5. Three Classes of Adaptive Primitives

The framework spans three classes of adaptive primitives: adaptive data structures, operational resource-management policies, and inter-system coordination patterns. In the Mutuus program, these classes are termed Organics, Metabolics, and Ecologics, respectively. They address different levels of system organization, but they are intended to compose.

Three-tier Mutuus framework. Organics provide data structures (foundation); Metabolics govern operational strategies (resource management); Ecologics coordinate between systems (ecosystem). Higher tiers depend on lower tiers but each is independently useful.

5.1 Organics — Data Structures

Organics are the foundation.

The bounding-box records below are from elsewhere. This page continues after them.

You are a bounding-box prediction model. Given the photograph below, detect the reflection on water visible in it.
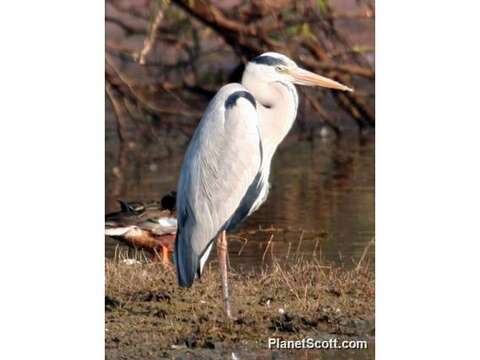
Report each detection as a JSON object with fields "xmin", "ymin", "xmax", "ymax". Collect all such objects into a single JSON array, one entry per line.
[{"xmin": 106, "ymin": 132, "xmax": 374, "ymax": 268}]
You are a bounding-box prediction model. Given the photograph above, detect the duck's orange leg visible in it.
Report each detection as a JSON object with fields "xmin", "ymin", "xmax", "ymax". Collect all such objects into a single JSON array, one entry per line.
[{"xmin": 162, "ymin": 245, "xmax": 172, "ymax": 267}]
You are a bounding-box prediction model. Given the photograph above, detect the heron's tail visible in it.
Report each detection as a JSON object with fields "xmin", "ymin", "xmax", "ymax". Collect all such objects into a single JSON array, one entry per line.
[{"xmin": 174, "ymin": 215, "xmax": 198, "ymax": 288}]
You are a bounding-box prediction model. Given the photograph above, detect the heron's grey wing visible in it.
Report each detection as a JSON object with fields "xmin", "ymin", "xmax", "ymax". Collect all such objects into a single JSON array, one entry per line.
[{"xmin": 175, "ymin": 84, "xmax": 262, "ymax": 286}]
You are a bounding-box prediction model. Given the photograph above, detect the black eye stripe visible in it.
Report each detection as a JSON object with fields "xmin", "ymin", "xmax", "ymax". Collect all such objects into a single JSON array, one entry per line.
[
  {"xmin": 251, "ymin": 55, "xmax": 287, "ymax": 66},
  {"xmin": 225, "ymin": 91, "xmax": 257, "ymax": 109}
]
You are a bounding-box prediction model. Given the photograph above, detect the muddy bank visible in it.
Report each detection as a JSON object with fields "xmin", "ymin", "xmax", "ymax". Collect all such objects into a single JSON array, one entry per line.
[{"xmin": 105, "ymin": 260, "xmax": 375, "ymax": 359}]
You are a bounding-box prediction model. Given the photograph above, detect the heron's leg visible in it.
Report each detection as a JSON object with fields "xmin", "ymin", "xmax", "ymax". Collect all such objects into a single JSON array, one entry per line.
[
  {"xmin": 217, "ymin": 230, "xmax": 233, "ymax": 319},
  {"xmin": 162, "ymin": 245, "xmax": 170, "ymax": 266}
]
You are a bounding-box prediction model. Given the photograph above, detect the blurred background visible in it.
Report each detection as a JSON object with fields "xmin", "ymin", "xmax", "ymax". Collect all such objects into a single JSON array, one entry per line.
[{"xmin": 105, "ymin": 0, "xmax": 375, "ymax": 267}]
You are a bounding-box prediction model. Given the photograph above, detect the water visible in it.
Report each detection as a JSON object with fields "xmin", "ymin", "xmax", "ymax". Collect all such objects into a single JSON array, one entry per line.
[{"xmin": 106, "ymin": 129, "xmax": 375, "ymax": 269}]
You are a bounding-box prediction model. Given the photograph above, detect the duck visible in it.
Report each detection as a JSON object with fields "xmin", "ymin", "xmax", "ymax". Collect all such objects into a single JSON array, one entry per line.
[{"xmin": 105, "ymin": 191, "xmax": 177, "ymax": 266}]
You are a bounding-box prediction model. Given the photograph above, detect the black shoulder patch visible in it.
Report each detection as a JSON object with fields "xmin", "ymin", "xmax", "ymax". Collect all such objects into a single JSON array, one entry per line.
[
  {"xmin": 251, "ymin": 55, "xmax": 287, "ymax": 66},
  {"xmin": 225, "ymin": 91, "xmax": 257, "ymax": 109}
]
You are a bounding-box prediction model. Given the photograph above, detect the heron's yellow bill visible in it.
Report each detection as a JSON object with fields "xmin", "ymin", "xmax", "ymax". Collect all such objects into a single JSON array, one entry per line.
[{"xmin": 289, "ymin": 68, "xmax": 353, "ymax": 91}]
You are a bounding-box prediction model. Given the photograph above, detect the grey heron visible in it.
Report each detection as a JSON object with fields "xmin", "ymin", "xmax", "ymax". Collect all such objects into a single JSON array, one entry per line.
[{"xmin": 174, "ymin": 52, "xmax": 353, "ymax": 318}]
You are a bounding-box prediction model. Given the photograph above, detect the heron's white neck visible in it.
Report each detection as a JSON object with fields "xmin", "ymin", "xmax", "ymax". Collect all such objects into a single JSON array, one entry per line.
[{"xmin": 242, "ymin": 77, "xmax": 298, "ymax": 164}]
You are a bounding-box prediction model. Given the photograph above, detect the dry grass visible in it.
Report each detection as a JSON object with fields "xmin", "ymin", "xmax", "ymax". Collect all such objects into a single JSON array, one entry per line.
[{"xmin": 106, "ymin": 255, "xmax": 375, "ymax": 358}]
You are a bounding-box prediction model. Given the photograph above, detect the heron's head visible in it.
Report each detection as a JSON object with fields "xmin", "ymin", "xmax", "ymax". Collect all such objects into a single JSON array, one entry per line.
[{"xmin": 242, "ymin": 52, "xmax": 353, "ymax": 91}]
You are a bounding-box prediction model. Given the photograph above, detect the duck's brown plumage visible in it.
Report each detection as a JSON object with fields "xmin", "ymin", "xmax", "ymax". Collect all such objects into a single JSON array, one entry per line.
[{"xmin": 105, "ymin": 192, "xmax": 177, "ymax": 264}]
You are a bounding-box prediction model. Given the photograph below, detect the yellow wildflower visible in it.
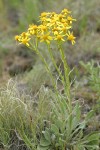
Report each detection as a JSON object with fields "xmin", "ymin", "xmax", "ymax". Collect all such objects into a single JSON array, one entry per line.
[
  {"xmin": 54, "ymin": 34, "xmax": 65, "ymax": 42},
  {"xmin": 21, "ymin": 38, "xmax": 30, "ymax": 46},
  {"xmin": 67, "ymin": 16, "xmax": 76, "ymax": 24},
  {"xmin": 66, "ymin": 31, "xmax": 76, "ymax": 45},
  {"xmin": 62, "ymin": 9, "xmax": 71, "ymax": 15},
  {"xmin": 15, "ymin": 35, "xmax": 20, "ymax": 41},
  {"xmin": 28, "ymin": 24, "xmax": 38, "ymax": 35},
  {"xmin": 40, "ymin": 33, "xmax": 52, "ymax": 44}
]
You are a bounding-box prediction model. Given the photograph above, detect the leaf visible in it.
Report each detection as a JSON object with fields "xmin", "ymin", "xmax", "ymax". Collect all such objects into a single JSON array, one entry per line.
[
  {"xmin": 72, "ymin": 103, "xmax": 81, "ymax": 130},
  {"xmin": 82, "ymin": 131, "xmax": 100, "ymax": 145},
  {"xmin": 51, "ymin": 124, "xmax": 59, "ymax": 134}
]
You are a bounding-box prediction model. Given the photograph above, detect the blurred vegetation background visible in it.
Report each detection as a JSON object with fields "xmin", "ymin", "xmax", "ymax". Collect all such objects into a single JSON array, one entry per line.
[{"xmin": 0, "ymin": 0, "xmax": 100, "ymax": 90}]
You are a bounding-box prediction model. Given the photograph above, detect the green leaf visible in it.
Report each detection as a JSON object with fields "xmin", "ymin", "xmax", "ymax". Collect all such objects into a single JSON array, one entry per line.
[
  {"xmin": 51, "ymin": 124, "xmax": 59, "ymax": 134},
  {"xmin": 72, "ymin": 103, "xmax": 81, "ymax": 129}
]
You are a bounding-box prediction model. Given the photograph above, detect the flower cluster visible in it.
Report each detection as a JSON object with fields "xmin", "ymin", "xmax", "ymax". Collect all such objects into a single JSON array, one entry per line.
[{"xmin": 15, "ymin": 9, "xmax": 75, "ymax": 46}]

Each organic is a data structure that offers an alternative to a classical (inorganic) counterpart, adding lifecycle management, adaptive behavior, and self-tuning capabilities.

OrganicAlternative ToNature AnalogKey InnovationStatus
Nacre ArrayVec / Dynamic ArrayMother-of-pearl (nacre)Segmented storage with fracture planes enabling O(1) splittingPhase 5
Diatom BitmapRoaring BitmapDiatom frustule (silica shell)Density-derived domain boundaries instead of fixed 2^16 partitionsPhase 5
Mycelial CacheLRU / LFU / ARC CacheMycelial networks (fungi)Hebbian co-access mesh enabling topology-aware evictionPhase 5
Waggle ConvergenceWeighted averages / Static ensemblesHoneybee waggle dance [5, 17]Multi-source signal aggregation with adaptive trust and phase transitionsPhase 2

Each organic shares common traits defined by a core interface: OrganicElement (identity and lifecycle), Maintainable (tick-driven maintenance), Adaptive (workload-responsive tuning), Compressible (thermal-state-driven compression), and Fracturable (structural splitting). Not every organic implements every trait, but the shared vocabulary enables reasoning about organic behavior across different data structures.

5.2 Metabolics — Operational Strategies

Metabolics formalize the operational strategies that production systems already implement in ad hoc fashion. A metabolic does not compete with a data structure; it governs how computational resources are allocated, conserved, and recovered.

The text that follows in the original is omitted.